Il pratique, comme Bozon, une sorte d’absurde scientifique, second degré aux premiers abords, mais tellement méticuleux et appliqué qu’il en devient inquiétant. Ses films sont tous traversés par les fascinations morbides de l’époque (le langage convenu des n+1, les ambitions de la jeunesse pour « faire une école », la vulgarité du monde du charme): après tout, il reste un homme qui aime dire en interview que son premier ordinateur, acquis à l’âge tardif de 26 ans, a changé sa vie et son rapport à l’ennui.
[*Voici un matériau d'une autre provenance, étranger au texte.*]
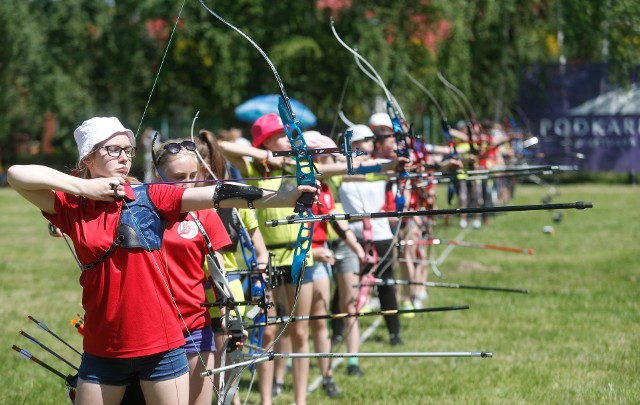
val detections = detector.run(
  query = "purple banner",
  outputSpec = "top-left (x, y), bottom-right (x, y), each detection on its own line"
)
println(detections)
top-left (519, 64), bottom-right (640, 172)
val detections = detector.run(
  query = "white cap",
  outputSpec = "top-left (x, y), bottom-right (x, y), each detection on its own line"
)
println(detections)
top-left (73, 117), bottom-right (136, 160)
top-left (369, 113), bottom-right (393, 128)
top-left (347, 124), bottom-right (375, 142)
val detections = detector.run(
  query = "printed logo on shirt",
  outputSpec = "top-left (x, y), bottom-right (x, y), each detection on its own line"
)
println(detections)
top-left (178, 221), bottom-right (198, 239)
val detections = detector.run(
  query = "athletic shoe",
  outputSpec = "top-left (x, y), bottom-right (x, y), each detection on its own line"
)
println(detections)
top-left (347, 364), bottom-right (364, 377)
top-left (271, 381), bottom-right (284, 398)
top-left (322, 377), bottom-right (340, 398)
top-left (389, 335), bottom-right (404, 346)
top-left (402, 302), bottom-right (416, 319)
top-left (331, 335), bottom-right (344, 349)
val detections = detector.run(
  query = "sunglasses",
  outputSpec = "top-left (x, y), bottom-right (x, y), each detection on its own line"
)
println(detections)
top-left (102, 145), bottom-right (136, 159)
top-left (163, 141), bottom-right (196, 154)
Il n’est évidemment pas seul.
Sa grande force sera de ne jamais montrer du doigt, de ne jamais brosser de portrait à charge, mais d’ingénieusement prouver que même la poésie (symbolisée par une abondance de fonds verts où les personnages ne sont pas vraiment bien détourés) peut gagner les espaces les plus formatés.
Imaginez la veine extravagante de la maison de production Diagonale (Vecchiali, Treilhou, Guiguet, Frot-Coutaz) trempée dans une pastille façon Message à caractère informatif, et saupoudrez le tout avec une dose de Roland Topor: cet humour sophistiqué très français (on crache assez sur le pays pour souligner quand il a de l’idée) est peut-être le moyen le plus subtil pour raconter l’époque, cette curieuse époque où tout le monde braille sur ces jeunes filles perpétuellement les yeux aspirés par le smartphone, mais que pas grand monde ne sait filmer.
Un seul regret donc: que son Yves soit relégué en queue de festival, là où il aurait parfaitement désamorcé l’esprit de sérieux qui pourrait bien – le Jarmusch d’hier soir le prouve – être l’invité indésirable de cette édition.
We <3 you, Michel Moisan (on espère aussi que ce pseudonyme ne restera pas inconnu du grand public très longtemps).